Rubio created a character named Akitoshi Fujiyama, a Cold War era engineer who, while practicing his swing at the local golf course, stumbles upon a turquoise moon rock that possesses "outstanding properties." Before reporting his discovery to the authorities, Akitoshi breaks off a piece of the rock for himself—a decision that launches him on a lifelong quest, affecting his family, his country, and, potentially, the entire planet. "It was romantic, the idea of one person trying to step into this race all by himself," Rubio says.
Rubio is a sort of sociohistorical alchemist. When he travels, he absorbs what he sees and hears, and uses it as raw material to "reimagine what could be instead," he says.
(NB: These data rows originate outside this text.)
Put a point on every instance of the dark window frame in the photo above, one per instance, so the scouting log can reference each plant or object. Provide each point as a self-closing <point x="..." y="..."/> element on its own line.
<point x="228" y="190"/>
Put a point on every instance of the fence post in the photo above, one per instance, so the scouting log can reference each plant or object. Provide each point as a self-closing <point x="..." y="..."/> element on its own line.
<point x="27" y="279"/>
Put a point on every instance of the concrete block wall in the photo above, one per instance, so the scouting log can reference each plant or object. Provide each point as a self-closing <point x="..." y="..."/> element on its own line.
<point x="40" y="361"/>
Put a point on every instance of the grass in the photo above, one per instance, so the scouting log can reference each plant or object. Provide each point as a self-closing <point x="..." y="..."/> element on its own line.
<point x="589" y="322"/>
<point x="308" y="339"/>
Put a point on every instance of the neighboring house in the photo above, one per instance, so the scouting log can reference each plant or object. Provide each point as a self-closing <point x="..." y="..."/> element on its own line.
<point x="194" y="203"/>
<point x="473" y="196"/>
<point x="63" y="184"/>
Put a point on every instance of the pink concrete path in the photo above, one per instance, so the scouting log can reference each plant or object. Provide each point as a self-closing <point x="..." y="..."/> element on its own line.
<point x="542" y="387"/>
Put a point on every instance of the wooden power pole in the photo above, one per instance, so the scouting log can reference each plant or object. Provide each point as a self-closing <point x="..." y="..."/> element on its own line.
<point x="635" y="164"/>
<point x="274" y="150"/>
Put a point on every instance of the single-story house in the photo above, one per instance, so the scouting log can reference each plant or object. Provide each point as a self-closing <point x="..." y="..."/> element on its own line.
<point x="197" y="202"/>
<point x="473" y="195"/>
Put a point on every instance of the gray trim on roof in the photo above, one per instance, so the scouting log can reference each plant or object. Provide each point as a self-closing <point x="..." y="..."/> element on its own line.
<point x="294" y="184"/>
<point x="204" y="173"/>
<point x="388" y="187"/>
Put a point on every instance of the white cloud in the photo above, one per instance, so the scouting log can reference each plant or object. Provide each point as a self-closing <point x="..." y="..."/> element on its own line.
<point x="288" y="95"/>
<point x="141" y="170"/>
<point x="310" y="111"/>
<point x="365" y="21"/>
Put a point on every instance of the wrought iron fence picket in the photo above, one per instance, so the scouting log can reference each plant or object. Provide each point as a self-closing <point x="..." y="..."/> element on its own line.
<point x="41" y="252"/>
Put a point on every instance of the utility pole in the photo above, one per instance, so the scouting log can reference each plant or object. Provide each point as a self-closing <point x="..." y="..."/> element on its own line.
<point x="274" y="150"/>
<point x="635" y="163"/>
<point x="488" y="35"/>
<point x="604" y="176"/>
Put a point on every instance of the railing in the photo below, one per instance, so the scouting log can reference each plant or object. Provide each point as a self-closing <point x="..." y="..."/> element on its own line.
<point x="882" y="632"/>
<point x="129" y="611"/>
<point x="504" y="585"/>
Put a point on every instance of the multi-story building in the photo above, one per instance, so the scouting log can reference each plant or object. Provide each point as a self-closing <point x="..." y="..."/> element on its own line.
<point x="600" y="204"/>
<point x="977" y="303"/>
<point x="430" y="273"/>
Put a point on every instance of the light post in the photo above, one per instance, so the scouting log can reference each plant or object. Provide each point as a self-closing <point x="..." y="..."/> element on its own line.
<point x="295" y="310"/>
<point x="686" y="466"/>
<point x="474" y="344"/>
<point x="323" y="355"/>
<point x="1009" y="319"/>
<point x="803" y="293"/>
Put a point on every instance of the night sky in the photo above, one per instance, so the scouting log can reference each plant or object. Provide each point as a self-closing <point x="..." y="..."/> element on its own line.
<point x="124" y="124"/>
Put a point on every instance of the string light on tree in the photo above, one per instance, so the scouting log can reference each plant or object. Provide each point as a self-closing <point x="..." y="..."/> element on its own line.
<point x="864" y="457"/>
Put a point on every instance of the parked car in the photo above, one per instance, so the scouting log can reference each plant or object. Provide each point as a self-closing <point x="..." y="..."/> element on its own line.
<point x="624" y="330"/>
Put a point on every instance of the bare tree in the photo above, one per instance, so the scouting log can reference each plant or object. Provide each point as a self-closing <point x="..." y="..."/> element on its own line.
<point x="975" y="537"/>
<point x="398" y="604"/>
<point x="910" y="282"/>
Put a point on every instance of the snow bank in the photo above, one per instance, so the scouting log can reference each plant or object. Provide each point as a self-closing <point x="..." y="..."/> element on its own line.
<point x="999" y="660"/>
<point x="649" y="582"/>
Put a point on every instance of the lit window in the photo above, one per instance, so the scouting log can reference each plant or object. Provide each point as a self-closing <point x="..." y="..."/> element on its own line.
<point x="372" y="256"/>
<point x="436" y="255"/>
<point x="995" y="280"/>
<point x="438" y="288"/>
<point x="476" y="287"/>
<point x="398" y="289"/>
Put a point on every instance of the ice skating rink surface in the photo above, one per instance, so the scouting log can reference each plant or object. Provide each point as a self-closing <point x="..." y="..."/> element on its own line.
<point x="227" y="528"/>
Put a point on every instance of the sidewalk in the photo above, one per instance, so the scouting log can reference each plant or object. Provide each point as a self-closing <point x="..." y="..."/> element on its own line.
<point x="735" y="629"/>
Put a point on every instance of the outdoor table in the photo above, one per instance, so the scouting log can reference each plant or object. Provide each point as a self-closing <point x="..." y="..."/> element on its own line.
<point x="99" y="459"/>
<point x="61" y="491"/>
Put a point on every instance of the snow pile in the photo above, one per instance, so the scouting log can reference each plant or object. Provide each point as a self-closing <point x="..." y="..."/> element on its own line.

While bicycling and driving around Yamaguchi Prefecture, he was struck by the diverse landscapes—golf courses, rice paddies, and limestone quarries—all of which conferred a sense of remoteness. "It really looks like another planet—like if you are on Mars or the moon," he says.
Rubio wrote Akitoshi's story down—you can read it here—but the real magic happens thanks to a series of carefully created artifacts. Rubio, who originally trained as a product designer, uses a similarly alchemical process to make these objects, enlisting both local materials and local people. Friends from the town's auto body shop created a chassis for the spaceship, and the women of a nearby village donated their embroidery skills, and their old kimonos, to make the patches on Akitoshi's flight jacket. UBE Industries, the largest manufacturing company in Japan, provided Rubio with most of his building materials—and, after being on the receiving end of much cajoling, let him explore their limestone quarry, where he found his "meteorite."
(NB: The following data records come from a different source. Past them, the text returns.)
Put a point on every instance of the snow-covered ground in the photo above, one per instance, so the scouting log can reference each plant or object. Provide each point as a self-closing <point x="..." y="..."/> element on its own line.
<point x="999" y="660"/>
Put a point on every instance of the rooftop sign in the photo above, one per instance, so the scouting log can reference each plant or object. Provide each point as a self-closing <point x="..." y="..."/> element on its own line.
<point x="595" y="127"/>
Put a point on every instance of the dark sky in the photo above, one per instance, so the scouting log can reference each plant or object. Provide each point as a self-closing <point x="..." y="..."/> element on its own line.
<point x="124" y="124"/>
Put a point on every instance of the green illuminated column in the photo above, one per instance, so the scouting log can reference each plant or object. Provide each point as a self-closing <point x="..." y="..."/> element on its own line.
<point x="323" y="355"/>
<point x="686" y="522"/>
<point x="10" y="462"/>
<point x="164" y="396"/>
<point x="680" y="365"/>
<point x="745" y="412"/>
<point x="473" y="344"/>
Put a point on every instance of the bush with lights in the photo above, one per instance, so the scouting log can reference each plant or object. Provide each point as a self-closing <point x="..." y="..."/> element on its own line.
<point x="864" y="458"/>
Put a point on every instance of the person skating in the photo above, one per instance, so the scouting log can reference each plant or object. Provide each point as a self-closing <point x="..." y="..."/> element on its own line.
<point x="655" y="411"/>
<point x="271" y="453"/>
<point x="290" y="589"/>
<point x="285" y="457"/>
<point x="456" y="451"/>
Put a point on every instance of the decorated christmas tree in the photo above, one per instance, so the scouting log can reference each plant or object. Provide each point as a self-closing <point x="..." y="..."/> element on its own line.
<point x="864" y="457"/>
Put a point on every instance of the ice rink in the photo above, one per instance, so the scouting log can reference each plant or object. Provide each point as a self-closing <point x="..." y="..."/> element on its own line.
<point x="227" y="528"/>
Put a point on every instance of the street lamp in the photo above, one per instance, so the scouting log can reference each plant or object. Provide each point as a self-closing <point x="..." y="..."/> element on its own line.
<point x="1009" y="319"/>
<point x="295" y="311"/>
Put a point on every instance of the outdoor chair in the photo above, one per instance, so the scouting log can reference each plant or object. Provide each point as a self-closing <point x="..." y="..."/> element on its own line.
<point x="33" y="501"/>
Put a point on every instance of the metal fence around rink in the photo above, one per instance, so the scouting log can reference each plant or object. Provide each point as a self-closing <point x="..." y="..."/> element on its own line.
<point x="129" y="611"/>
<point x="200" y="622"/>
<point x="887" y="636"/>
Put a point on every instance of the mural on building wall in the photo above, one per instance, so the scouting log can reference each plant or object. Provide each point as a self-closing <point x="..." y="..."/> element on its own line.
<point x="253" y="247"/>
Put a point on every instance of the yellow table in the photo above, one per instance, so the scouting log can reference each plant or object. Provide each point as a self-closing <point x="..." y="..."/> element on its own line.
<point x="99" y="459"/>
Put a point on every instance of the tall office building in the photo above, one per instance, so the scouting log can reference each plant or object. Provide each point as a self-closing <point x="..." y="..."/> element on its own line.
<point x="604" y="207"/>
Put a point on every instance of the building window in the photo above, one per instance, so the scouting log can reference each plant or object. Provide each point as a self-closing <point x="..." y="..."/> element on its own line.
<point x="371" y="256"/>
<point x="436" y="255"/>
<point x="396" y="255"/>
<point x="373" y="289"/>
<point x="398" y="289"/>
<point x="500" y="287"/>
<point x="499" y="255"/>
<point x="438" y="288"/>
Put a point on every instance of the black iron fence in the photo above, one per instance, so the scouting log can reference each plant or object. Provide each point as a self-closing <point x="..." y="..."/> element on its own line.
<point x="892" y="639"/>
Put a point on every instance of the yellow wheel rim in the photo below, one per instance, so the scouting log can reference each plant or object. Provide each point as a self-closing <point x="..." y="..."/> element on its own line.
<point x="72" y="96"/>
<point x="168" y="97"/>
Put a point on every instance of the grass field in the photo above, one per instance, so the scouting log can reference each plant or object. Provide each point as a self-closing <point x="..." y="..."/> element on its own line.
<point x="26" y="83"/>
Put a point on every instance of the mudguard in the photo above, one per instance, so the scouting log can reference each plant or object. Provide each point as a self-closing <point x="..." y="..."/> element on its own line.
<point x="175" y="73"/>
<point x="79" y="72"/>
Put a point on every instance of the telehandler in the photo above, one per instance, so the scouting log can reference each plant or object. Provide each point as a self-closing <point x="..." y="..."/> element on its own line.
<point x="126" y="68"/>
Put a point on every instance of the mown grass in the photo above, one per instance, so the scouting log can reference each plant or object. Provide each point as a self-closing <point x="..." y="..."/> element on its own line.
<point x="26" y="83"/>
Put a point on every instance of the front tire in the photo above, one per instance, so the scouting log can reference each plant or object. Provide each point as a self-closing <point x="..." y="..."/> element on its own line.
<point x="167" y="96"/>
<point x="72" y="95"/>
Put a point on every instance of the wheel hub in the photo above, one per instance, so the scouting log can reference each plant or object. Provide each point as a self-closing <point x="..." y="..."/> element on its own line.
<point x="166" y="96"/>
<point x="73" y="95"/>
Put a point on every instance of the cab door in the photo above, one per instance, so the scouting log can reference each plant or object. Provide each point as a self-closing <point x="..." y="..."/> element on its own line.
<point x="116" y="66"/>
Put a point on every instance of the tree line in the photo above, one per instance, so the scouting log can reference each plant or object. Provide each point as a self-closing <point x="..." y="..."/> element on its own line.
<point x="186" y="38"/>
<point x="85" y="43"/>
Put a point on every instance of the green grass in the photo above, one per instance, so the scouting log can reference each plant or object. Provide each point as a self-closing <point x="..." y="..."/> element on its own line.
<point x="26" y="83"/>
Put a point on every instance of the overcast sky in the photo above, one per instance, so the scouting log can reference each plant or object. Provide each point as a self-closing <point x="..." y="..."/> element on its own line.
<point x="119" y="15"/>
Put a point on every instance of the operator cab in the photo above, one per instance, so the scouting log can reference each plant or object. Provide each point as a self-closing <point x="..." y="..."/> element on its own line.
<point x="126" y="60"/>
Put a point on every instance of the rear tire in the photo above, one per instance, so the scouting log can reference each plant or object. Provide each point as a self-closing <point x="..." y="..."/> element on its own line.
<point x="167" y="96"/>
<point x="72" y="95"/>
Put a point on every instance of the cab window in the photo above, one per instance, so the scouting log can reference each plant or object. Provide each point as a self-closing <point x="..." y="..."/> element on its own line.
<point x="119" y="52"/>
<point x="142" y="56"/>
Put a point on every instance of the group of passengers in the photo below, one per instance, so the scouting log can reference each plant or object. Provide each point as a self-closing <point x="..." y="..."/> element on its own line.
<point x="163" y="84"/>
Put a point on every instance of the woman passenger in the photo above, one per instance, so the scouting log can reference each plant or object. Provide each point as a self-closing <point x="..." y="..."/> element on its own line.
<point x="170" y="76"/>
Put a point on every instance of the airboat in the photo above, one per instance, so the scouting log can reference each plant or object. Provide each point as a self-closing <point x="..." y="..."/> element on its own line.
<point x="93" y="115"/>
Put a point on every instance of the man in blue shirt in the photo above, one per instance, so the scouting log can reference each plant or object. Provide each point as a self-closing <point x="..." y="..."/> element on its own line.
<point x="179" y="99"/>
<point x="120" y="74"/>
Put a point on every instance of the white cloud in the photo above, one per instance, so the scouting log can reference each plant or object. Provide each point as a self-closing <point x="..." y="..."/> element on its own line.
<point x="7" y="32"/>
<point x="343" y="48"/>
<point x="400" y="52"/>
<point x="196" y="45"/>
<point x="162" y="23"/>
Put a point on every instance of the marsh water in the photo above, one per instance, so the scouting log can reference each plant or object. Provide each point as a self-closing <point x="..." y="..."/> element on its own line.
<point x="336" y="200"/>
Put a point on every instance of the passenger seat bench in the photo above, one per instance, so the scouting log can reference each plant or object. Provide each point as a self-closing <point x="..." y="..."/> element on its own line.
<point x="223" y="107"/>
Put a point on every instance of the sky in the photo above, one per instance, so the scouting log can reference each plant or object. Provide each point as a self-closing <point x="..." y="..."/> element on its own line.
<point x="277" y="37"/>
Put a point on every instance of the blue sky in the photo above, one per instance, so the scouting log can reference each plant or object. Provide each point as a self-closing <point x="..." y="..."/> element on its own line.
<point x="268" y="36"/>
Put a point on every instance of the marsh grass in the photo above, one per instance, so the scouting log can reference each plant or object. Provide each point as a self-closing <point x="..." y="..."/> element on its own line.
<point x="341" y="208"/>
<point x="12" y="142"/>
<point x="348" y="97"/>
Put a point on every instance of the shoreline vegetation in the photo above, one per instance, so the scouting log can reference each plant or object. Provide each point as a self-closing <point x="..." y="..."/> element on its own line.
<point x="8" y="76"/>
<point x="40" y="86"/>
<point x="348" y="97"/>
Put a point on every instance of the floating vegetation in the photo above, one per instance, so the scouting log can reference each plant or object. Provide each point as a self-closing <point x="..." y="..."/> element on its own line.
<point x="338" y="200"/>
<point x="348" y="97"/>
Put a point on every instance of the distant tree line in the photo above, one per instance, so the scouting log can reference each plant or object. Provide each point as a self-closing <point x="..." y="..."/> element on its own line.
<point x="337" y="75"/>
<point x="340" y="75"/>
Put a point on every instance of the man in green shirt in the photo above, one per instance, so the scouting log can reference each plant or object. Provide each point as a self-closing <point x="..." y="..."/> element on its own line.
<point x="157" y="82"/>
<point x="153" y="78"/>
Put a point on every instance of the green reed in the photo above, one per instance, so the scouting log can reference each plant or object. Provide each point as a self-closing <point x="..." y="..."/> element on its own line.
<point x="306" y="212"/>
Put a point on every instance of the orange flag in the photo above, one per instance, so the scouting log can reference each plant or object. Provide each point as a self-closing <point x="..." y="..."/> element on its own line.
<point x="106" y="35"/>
"I’m interested in giving these objects something intangible—something that you can’t really touch, but lets you feel that they’re special," says Rubio. Carefully displayed among period-appropriate moon maps and lunar land deeds, these artifacts engender such a strong sense of history that many of the exhibit's patrons thought Rubio had not created Akitoshi's story, but unearthed it.
"Even my friends asked me, “how did you manage to get ahold of a three-kilo meteorite?” he says. "I’m interested in giving these objects something intangible—something that you can’t really touch, but lets you feel that they’re special."
Rubio hopes that, by creating these alternate pasts and presents, he will make people think about potential futures. In keeping with the spirit of his time and place, the character Akitoshi hopes to go to the moon not for exploration's sake, but to get rich quick off of lunar minerals. "In a few years," Rubio says, "we’ll probably go back to the moon again, and it probably won’t be countries fighting to get there early, but it will be companies that will actually start digging. I thought this story could, in a way, start conversations about that."
Consider it long enough, and the story seems less fantastical than realistic—which is Rubio's main goal. "I think that’s really when the magic happens, you know?" he says. "When you get a bit lost and you don’t really know what’s true and what’s not, and what belongs to this world and what belongs to the artist’s imagination."